However, the above-mentioned method of the prior art not only requires a complicated technique of two-step swelling but also requires a long time for the swelling process itself, which significantly increases the productivity. It has the drawback of chipping. Regarding the problem when compounding / encapsulating solid components,
It is obvious that the above method does not solve anything.

Since monodisperse particles having a particle size of several μm or more do not require classification operation, they are used as electrophotographic toners, gap control agents for liquid crystal display plates, medical diagnostic carriers, standard particles for particle size measurement, and chromatography. It is used as a filler for cosmetics, a filler for cosmetics, and a texture modifier for synthetic leather.

Accordingly, an object of the present invention is to provide composite polymer particles in which specific solid components are further composited and / or encapsulated with monodispersed and large-sized polymer particles.

Another object of the present invention is to provide a monodisperse and large particle which is compatible with the above-mentioned applications, particularly electrophotographic toner and medical diagnostic carrier.

[0010]

[Means for Solving the Problems] In order to achieve the above object, the present inventors have conducted extensive studies and completed the present invention. That is, to a polymer particle dispersion liquid that does not substantially contain a dispersant, an ethylenically unsaturated monomer that is the same as and / or different from the ethylenically unsaturated monomer unit that constitutes the polymer particles is added to be water-soluble. After adding an aqueous dispersion of solid components in a state where the polymerization conversion rate of seed polymerization is 20 to 85% with respect to monodispersed and large-sized polymer particles obtained by seed polymerization in the presence of a radical polymerization initiator.
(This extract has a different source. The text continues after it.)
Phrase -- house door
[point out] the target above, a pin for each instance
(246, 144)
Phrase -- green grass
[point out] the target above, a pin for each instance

It is achieved by accelerating from a constant stirring speed to a constant secondary stirring speed, stirring at this speed for a certain period of time, and then returning to the constant stirring speed again to proceed with polymerization.

Further, it is achieved by adding a critical amount or less of the ethylenically unsaturated monomer to the polymer particles in which the solid component produced as described above is complexed, and performing seed emulsion polymerization.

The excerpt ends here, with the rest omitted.